La réponse des écoles a été timide. Dans un premier temps, seule l’école Trégain, dont la directrice avait justement été en poste à Sonia Delaunay, s’est lancée. Le Conseil d’école a été l’élément moteur de l’opération, accompagné par la ville qui a fourni en quelque sorte une ingénierie. Un travail de concertation a mobilisé l’équipe enseignante, les parents, mais aussi les associations du quartier. Ce qui donnait une certaine valeur à cette expérience, c’est que l’école en question est située en ZUP (zone à urbaniser en priorité), à Maurepas, quartier qui concentre des populations en difficulté, et où commençaient à apparaître des fuites dans les inscriptions. Deux ans après, cette logique s’est inversée. Et quand on se rend dans l’école, on est frappé par l’ambiance, qui n’est pas du tout la même qu’ailleurs. De ce point de vue, l’expérience est vraiment probante.L

L’année suivante trois nouvelles écoles ont souhaité réfléchir, et des groupes de travail ont été mis en place avec des parents. Là encore, nous avons accompagné le processus, en faisant venir par exemple le professeur Hubert Montagner [1]. Mais sur les trois écoles, deux ont renoncé.

Sur quel motif ?

Dans un cas ce sont plutôt les parents qui ont reculé, car cela remettait en cause des habitudes de vie, par exemple des cours de musique qu’on "casait" le matin et du sport l’après-midi. Dans l’autre cas, c’est plutôt l’équipe enseignante qui a freiné. Pour les uns et pour les autres, le mercredi est un temps sensible. Dans la troisième école, le débat continue.

Au terme de ces différentes expériences, on peut tirer un certain nombre de conclusions. La première est que le jeu en vaut la chandelle, et l’exemple du quartier Maurepas nous montre bien qu’en jouant intelligemment sur les temps, on peut amener un établissement à entrer dans une logique vraiment positive. L’école perdait des élèves il y a quelques années, c’est le contraire aujourd’hui.

La deuxième conclusion est qu’il reste difficile de mettre d’accord toutes les parties et que les habitudes de vie constituent un frein.
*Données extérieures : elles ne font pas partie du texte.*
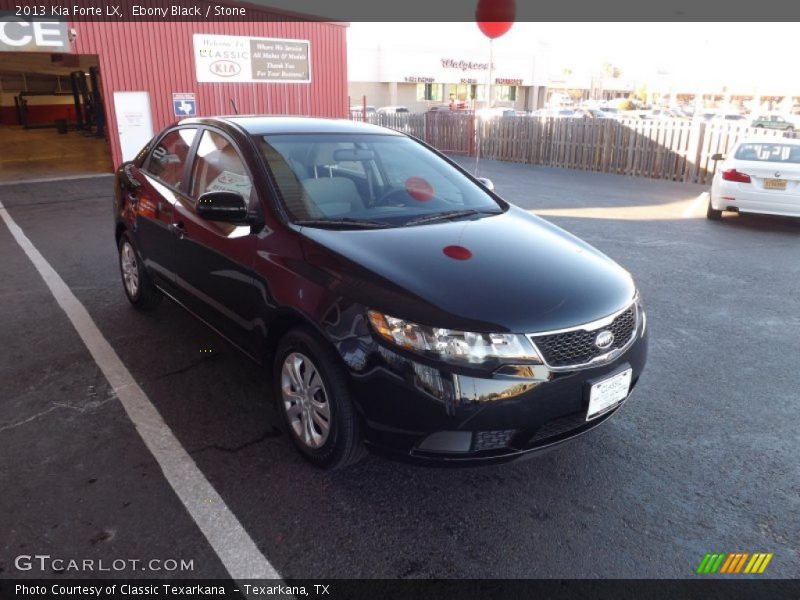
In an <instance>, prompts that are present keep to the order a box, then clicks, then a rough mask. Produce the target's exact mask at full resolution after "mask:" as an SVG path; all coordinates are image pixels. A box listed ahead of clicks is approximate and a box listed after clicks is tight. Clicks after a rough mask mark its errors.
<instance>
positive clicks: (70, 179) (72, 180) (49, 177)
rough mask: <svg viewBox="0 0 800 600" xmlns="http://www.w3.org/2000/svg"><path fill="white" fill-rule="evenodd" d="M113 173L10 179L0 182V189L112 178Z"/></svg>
mask: <svg viewBox="0 0 800 600" xmlns="http://www.w3.org/2000/svg"><path fill="white" fill-rule="evenodd" d="M113 175H114V174H113V173H87V174H86V175H65V176H61V177H37V178H34V179H17V180H15V179H10V180H8V181H0V187H3V186H7V185H26V184H28V183H52V182H54V181H74V180H77V179H96V178H98V177H112V176H113Z"/></svg>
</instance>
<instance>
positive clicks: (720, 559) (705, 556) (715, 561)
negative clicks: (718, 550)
mask: <svg viewBox="0 0 800 600" xmlns="http://www.w3.org/2000/svg"><path fill="white" fill-rule="evenodd" d="M724 558H725V554H706V555H705V556H704V557H703V560H702V561H701V562H700V566H699V567H697V572H698V573H716V572H717V569H719V566H720V565H721V564H722V561H723V559H724Z"/></svg>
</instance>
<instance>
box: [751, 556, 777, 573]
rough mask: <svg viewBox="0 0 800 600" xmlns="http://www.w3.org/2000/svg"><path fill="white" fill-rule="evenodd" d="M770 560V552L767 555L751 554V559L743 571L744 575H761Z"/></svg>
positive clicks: (771, 556) (768, 562) (762, 572)
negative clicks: (745, 573) (745, 574)
mask: <svg viewBox="0 0 800 600" xmlns="http://www.w3.org/2000/svg"><path fill="white" fill-rule="evenodd" d="M771 560H772V552H770V553H769V554H763V553H759V554H753V558H751V559H750V562H749V563H747V566H746V567H745V569H744V572H745V573H763V572H764V569H766V568H767V565H768V564H769V561H771Z"/></svg>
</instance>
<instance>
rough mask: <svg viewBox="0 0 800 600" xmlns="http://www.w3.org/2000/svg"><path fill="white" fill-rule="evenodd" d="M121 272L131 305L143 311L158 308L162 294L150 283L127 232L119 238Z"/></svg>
mask: <svg viewBox="0 0 800 600" xmlns="http://www.w3.org/2000/svg"><path fill="white" fill-rule="evenodd" d="M119 271H120V275H122V287H123V289H124V290H125V295H126V296H127V297H128V300H129V301H130V303H131V304H133V305H134V306H135V307H136V308H140V309H142V310H152V309H154V308H155V307H156V306H158V304H159V303H160V302H161V299H162V295H161V292H159V291H158V289H157V288H156V287H155V286H154V285H153V283H152V282H151V281H150V277H148V275H147V271H145V270H144V265H143V264H142V261H141V260H140V259H139V253H138V252H137V251H136V246H134V243H133V239H132V238H131V236H130V234H129V233H128V232H127V231H126V232H124V233H123V234H122V235H121V236H120V238H119Z"/></svg>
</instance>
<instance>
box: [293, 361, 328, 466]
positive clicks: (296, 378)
mask: <svg viewBox="0 0 800 600" xmlns="http://www.w3.org/2000/svg"><path fill="white" fill-rule="evenodd" d="M281 395H282V397H283V398H282V399H283V408H284V410H285V411H286V416H287V418H288V421H289V425H290V426H291V427H292V431H294V434H295V436H296V437H297V439H298V440H300V441H301V442H302V443H303V444H304V445H305V446H306V447H308V448H310V449H314V450H316V449H318V448H320V447H321V446H322V445H323V444H325V442H326V441H327V439H328V435H329V434H330V430H331V408H330V406H331V405H330V402H329V400H328V392H327V390H326V389H325V383H324V382H323V381H322V375H321V374H320V372H319V370H318V369H317V367H316V365H315V364H314V363H313V362H312V361H311V359H310V358H308V357H307V356H306V355H304V354H301V353H300V352H292V353H291V354H289V355H288V356H287V357H286V358H285V359H284V360H283V366H282V367H281Z"/></svg>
Dans ces conditions, il me semble que seule une décision gouvernementale, s’imposant à tous, pourra permettre au niveau local de réelles avancées sur la question des rythmes scolaires.

Il ne s’agit pas, bien entendu, de déposséder l’échelon communal et le Conseil d’école de leur capacité à mettre en oeuvre et à faire des choix. Au contraire, il me semble essentiel de bien prendre en compte ce temps d’organisation et de concertation, et ce serait une erreur par exemple de dire aux écoles en juin prochain, qu’elles passeront début septembre à la semaine de quatre jours et demi. Mais si ce temps d’élaboration locale, avec toutes les parties concernées, est essentiel, une impulsion nationale me semble aujourd’hui nécessaire. Et l’expérience d’autres villes, comme Grenoble qui a mené sur ce sujet une politique volontariste, va dans le même sens. Il serait illusoire de tout laisser faire au niveau local, tout comme il n’est pas question de revenir à un modèle où tout est décidé au niveau ministériel. L’enjeu aujourd’hui est d’articuler les différents niveaux.

1. Hubert Montagner, directeur du laboratoire de psychophysiologie de la Faculté des Sciences de Besançon est un spécialiste de la question des rythmes scolaires.